For the great-nephew of movie mogul Jack Warner and the son of director Mervyn LeRoy, glitter is almost second nature. But growing up in Hollywood also taught him a lesson he'll never forget. "My father made The Wizard of Oz when I was four years old. Boy, I spent a lot of time playing on that set. Once, I remember skipping down the Yellow Brick Road and suddenly running right into the backdrop. The actual road was only twenty feet long! The rest was this incredible piece of scenery. I guess that's where I learned the difference between fantasy and reality."
And just in case that didn't do it, Toto did. "I got to keep Toto after they finished the movie. He was O.K., I suppose. But I wasn't that crazy about him. In fact, he turned out to be a pretty difficult dog.. . We had to give him away after a couple of years."
So don't think LeRoy, the impresario behind Tavern on the Green and Maxwell's Plum, doesn't know that building an illusion takes a lot of hard work.
"I started making plans for Potomac five years before it opened. Arthur Cotton Moore was the architect, but I designed the space myself. Everything here is mine. Take the twenty-four crystal chandeliers. These aren't just something you can go out and buy. First you have to design each crystal, which I did. Then you make a steel mold. Then you have to find somebody to cast it. The problem is there's only one man in the world who can do it in color, and he's in Germany. The complexity is unbelievable." Unbelievable is one of Warner LeRoy's favorite words.

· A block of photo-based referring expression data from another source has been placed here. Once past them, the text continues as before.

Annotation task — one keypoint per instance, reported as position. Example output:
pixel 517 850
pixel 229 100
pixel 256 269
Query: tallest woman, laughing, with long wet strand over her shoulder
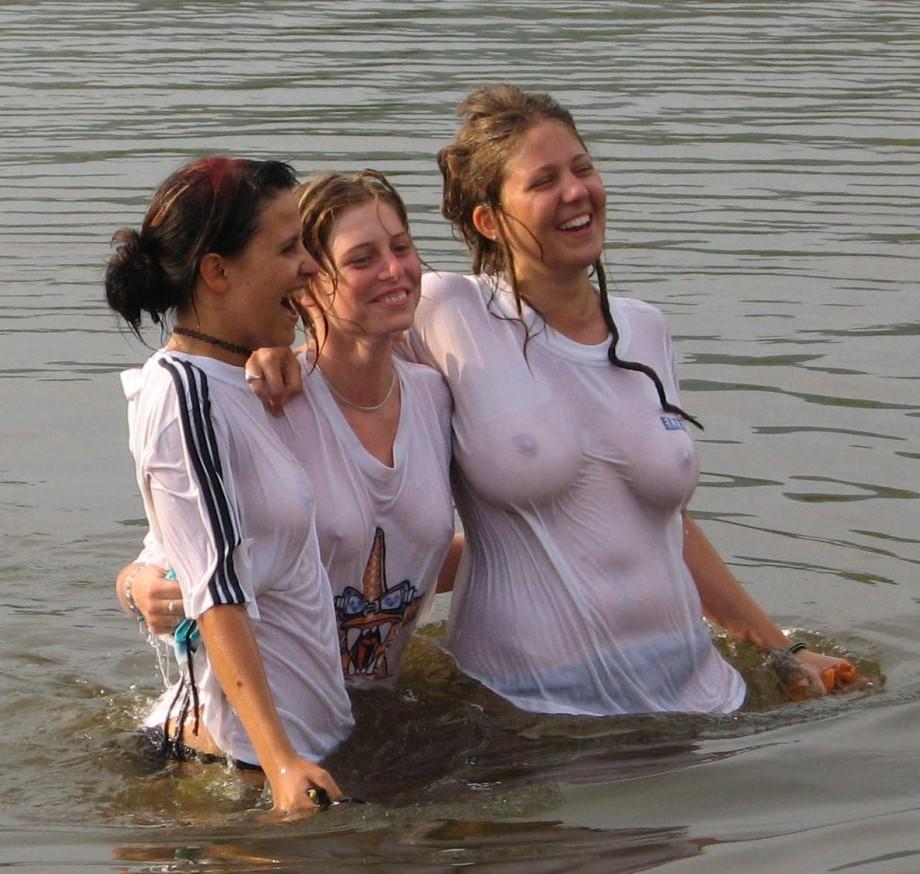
pixel 585 581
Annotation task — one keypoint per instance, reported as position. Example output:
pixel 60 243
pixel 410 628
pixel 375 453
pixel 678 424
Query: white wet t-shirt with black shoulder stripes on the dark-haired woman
pixel 234 511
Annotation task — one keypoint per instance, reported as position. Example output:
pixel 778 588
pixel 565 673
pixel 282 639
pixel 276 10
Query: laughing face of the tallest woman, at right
pixel 553 204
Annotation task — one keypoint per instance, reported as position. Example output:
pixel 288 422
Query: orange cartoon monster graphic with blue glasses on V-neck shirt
pixel 369 621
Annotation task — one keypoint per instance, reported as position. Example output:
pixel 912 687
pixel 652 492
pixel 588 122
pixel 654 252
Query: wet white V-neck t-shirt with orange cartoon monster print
pixel 383 531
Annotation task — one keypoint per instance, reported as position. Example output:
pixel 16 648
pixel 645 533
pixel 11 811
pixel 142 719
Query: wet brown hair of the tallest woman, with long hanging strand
pixel 473 168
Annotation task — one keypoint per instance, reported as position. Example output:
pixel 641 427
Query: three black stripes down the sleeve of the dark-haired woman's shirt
pixel 191 386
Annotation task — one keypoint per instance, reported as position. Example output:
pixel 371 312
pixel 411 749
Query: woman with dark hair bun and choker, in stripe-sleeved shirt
pixel 220 254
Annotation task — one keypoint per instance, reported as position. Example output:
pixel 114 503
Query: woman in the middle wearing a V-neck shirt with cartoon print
pixel 371 431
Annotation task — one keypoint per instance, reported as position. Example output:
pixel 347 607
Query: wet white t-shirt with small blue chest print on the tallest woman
pixel 573 595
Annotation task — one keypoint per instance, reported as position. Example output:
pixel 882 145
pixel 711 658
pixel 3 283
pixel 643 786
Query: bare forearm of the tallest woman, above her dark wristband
pixel 724 600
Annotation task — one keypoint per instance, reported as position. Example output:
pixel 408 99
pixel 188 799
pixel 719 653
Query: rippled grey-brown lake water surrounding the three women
pixel 761 160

"How was your grilled swordfish?" he asks. Before I can answer, we're off for a closer inspection of the main dining room, which could easily pass for Kubla Khan's veranda. "There are 800,000 jewels in the ceilings, all handcast and hand-set. It took two hundred men two months to finish the job. Again, it's all my design." For a moment he admires his creation, as if he's just noticed something in the arrangement of colored stones and glass he's never seen before.
"The detail is unbelievable. Now look at the floor. There are forty-nine different colors in that carpet. Most carpet companies said you can only do thirty-two. They were wrong. The I reason I wanted forty-nine wasn't ⅞ just to do it, but to get the right shade. Having all those colors is how you get it to look so rich."
The effect he's trying to create, he says, is the feeling of being on an ocean liner. Some critics have carried that idea a little further and suggested that Potomac will be another Titanic.
"I think we're going to surprise a few people. Our operating philosophy is very egalitarian. This is a grand cafe, and a grand cafe, at least my version of one, is a spectacle that's open to everybody. I don't think there's any major stodginess in Washington. People here like to have as much fun as people anywhere. You know, when I opened Great Adventure safari park in New Jersey, the experts said, You can't mix all those animals together, they'll kill one another. Well, they didn't, and it became a tremendous success. Here we're people-mixing, and adding great food. It's the same principle."
LeRoy spends two days a week in Washington, with an eagle eye on his latest great adventure. When his cappuccino fails to pass inspection, it is promptly sent back to the kitchen. "Not enough froth," he tells the waiter. "Try it again." In a few minutes, the embarrassed waiter returns with another cup. "Now, that's more like it," says LeRoy, taking a studious sip. "Ummmm. Yes."